Curiously, the N-terminus of the minimal thermo-sensor harbored a cluster of hydrophilic amino acids near the lipid/water interface. At high temperatures, when lipids are disordered and the bilayer is thinner, the authors reasoned that these residues could “float” on the membrane surface like a buoy while being tethered to the membrane itself by the hydrophobic residues of the transmembrane region (Fig 1B). In this conformation, the authors supposed that DesK autokinase activity would be low. A drop in temperature, conversely, would increase lipid ordering, resulting in a thicker plasma membrane. In this scenario, the authors predicted that these hydrophilic residues would become forcibly buried into the hydrophobic lipid bilayer, resulting in a conformational change that would activate the autokinase activity of DesK. To test this, the authors lengthened the transmembrane region of the thermo-sensor so that the “buoy” was farther away from the surface of the membrane and would not be pulled into the bilayer when the membrane thickened. As expected, the lengthened version of the minimal thermo-sensor was unable to activate DesK at lower temperature; that is, it was unable to detect the thickening of the membrane. In complementary biochemical studies, the authors reconstituted DesK harboring the minimal thermo-sensor into membrane vesicles made of phosopholipids of varying fatty acyl chain length (and therefore varying membrane thicknesses). As predicted, autokinase activity of DesK was higher at lower temperature when DesK was reconstituted into vesicles made from long chain phospholipids (thick membranes). In the presence of short chain phospholipids (thin membranes), DesK autokinase activity was diminished, presumably because the “buoy” was too far away from the surface of the membrane to accurately measure its expansion and contraction. Taken together, the data suggested a model in which the cluster of hydrophilic residues of DesK that form the buoy actually functions like the end of a ruler that physically measures membrane thickness as an indication of environmental temperature.

As the authors mentioned, DesK now joins a list of proteins, with diverse cellular functions, that harbor domains that act as molecular rulers.
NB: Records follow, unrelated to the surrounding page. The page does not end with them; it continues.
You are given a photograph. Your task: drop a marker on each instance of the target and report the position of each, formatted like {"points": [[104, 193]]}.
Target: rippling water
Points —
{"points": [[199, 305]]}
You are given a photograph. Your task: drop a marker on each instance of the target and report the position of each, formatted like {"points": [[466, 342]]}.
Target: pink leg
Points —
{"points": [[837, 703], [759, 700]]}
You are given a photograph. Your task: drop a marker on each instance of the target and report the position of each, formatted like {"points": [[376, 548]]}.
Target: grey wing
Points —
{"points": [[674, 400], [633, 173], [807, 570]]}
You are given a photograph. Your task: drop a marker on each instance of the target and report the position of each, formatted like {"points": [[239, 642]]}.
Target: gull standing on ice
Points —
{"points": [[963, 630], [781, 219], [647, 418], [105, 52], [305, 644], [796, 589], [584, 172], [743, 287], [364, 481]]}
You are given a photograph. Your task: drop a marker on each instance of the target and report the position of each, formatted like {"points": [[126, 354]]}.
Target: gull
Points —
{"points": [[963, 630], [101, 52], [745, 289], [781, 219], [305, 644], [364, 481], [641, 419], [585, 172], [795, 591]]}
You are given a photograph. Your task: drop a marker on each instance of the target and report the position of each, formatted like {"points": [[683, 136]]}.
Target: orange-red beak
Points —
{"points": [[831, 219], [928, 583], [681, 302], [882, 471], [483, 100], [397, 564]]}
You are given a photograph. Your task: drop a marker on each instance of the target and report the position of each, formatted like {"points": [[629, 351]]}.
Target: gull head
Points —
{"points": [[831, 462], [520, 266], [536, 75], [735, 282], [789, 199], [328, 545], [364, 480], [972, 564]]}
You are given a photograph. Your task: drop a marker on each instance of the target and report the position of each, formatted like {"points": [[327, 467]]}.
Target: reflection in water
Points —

Tail lengths of bacteriophages and needle lengths of bacterial type III protein secretion machines are precisely determined by a single molecular ruler protein: deletion or addition of amino acid residues to the middle of these proteins results in the proportional decrease or increase in length of the tail or needle [7, 8]. In yeast, during the biosynthesis of very long chain fatty acids, shortening the distance between a particular amino acid residue and the active site of a component of the biosynthetic machinery results in the production of fatty acids with shorter chain lengths [9]. Beyond rulers, several proteins of diverse structure and function have even been described that are equipped with “molecular protractors” that measure degrees of membrane curvature when carrying out their function [10–12]. A longstanding challenge in studying two component regulatory systems has been to understand the input signals that actually activate sensor kinases. Could physical cues, like membrane thickness, curvature, viscosity, or tension, be activators of other transmembrane sensor kinases for whom chemical activating signals have been difficult identify? Although the exploitation of tools such as molecular rulers and protractors have more often been described for morphogenetic processes like the assembly of structures and the localization of proteins, perhaps future studies will reveal that other systems like gene regulatory pathways also often measure and respond not just to chemical signals, but to physical cues like geometry.